Hickey half rose and slugged Karen in the stomach. The breath left her in an explosive rush, and she dropped to the kitchen floor, the gun clattering uselessly in front of her.

“Touch the kid’s chest, Huey. She breathing okay?”

“Kinda shallow. Like a puppy.”

“Okay, that’s fine. Look, don’t give her any candy bars or anything like that. Okay? Maybe some saltines or something.”

“She needs fluids,” Karen gasped from the floor. “Plenty of water!”

“Give her some water. Plenty of water.”

“Saltines and water,” Huey echoed.

“I may be coming out to see you tonight.”
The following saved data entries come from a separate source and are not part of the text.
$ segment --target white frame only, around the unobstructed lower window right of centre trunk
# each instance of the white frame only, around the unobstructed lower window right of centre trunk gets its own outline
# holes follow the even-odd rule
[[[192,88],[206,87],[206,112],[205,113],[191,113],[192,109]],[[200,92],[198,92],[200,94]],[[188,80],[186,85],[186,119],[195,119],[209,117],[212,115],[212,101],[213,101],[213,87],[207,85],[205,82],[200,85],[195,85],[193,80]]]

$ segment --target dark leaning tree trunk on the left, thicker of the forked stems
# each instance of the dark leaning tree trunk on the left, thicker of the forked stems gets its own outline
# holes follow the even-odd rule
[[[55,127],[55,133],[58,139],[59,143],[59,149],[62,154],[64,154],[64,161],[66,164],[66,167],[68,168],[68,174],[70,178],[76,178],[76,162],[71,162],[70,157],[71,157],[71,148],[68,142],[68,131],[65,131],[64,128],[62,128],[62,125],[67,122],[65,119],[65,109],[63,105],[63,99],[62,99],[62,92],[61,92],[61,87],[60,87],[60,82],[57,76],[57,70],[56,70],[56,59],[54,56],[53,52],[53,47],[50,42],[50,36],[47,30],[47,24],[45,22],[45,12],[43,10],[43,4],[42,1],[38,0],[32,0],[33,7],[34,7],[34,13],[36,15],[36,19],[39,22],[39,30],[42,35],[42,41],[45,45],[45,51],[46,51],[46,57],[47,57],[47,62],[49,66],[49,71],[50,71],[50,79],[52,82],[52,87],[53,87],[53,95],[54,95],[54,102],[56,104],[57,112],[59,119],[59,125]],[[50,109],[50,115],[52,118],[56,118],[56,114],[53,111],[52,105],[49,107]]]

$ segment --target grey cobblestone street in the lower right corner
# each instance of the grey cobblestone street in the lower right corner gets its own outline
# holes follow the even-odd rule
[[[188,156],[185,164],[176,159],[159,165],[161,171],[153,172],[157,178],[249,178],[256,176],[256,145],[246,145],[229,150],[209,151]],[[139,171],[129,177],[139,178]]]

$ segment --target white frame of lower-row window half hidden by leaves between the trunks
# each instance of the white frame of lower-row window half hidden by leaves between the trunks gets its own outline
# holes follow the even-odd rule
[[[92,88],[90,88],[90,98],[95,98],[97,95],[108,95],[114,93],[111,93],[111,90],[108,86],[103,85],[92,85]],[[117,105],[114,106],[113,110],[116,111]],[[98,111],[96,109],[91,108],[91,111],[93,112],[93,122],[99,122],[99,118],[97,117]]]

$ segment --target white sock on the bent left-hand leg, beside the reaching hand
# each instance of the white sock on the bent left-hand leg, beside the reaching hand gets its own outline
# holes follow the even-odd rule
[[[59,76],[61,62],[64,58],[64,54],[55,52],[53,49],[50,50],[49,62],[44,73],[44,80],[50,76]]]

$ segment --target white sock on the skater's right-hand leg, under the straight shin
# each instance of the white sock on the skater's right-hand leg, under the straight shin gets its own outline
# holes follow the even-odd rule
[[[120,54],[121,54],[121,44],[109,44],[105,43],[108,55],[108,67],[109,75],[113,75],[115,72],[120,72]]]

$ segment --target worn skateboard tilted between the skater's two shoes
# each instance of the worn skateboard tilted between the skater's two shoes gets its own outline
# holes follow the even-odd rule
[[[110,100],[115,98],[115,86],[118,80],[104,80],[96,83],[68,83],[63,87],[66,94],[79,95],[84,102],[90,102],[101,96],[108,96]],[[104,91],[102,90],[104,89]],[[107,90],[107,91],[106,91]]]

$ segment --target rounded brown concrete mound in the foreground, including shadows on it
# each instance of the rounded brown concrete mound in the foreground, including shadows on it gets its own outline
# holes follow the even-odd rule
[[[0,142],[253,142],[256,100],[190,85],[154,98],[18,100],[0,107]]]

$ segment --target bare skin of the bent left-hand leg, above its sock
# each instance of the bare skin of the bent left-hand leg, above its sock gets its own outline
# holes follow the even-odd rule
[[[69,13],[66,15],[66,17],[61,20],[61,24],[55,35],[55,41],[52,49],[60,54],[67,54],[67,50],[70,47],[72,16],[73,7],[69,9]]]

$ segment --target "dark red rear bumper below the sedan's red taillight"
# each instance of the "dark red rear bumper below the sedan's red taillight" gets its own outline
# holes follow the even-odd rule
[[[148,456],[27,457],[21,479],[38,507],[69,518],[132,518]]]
Karen felt a surge of hope.

“That’d be good,” Huey said. “I wouldn’t be so nervous.”

“Yeah. Drive slow, okay?”

“Fifty-five,” Huey said dutifully.

“Good boy.”

Hickey hung up and squatted before Karen. “Here’s the deal. Before we do anything, we have to let my partner make contact with your husband. We’ve got to make sure old Will’s on the same page with us before we move. Because those first few minutes are the shocker. Nobody knows that better than you, right? And with this diabetic thing, he might just flip out. I hope not, because if he does, all the insulin in the world won’t save Abby.” Hickey stood. “We’ll take care of your little girl. It’s just going to take a couple of hours. Now, get up off that floor.”

He offered his hand, but Karen ignored it. She got her knees beneath her and used the edge of the table to pull herself to her feet. The gun remained on the floor.

He walked past her to the opposite wall of the kitchen, where a four-foot-wide framed silk screen hung. It was a semi-abstract rendering of an alligator, brightly colored like a child’s painting, but with the unmistakable strength of genius in it.

“You’ve got paintings by this guy all over your house,” he said. “Right?”

“Yes,” Karen replied, her thoughts on Abby. “Walter Anderson. He’s dead.”

“Worth a lot of money?”

“That silk screen isn’t. I colored it myself. But the watercolors are valuable. Do you want them?”

Hickey laughed. “Want them? I don’t give a shit about ’em. And by morning, you’re going to hate every one. You’re never going to want see another one again.”

He turned from the painting and smiled.

Forty miles south of Jackson, a small, tin-roofed cabin stood in a thick forest of second-growth pine and hardwoods. An old white AMC Rambler rested on cinder blocks in the small clearing, blotched with primer and overgrown by weeds. A few feet away from the Rambler stood a rusting propane tank with a black hose curled over the valve mechanism. Birdcalls echoed through the small clearing, punctuated by the rapid-fire pock-pock-pock of a woodpecker, and gray squirrels chased each other through the upper branches of the oaks.

The animals fell silent. A new sound had entered the woods. A motor. An old one, its valves tapping from unleaded gasoline. The noise grew steadily until the green hood of a pickup truck broke from beneath the trees into dappled sunlight. The truck trundled down the rutted lane and stopped before the cabin porch.

Huey Cotton got out and walked quickly around the hood, the Barbie still sticking out of his pocket. He opened the passenger door and lifted Abby’s limp body off the seat. Cradling her like an infant in his massive arms, he closed the truck’s door with his hip and walked carefully up the porch steps.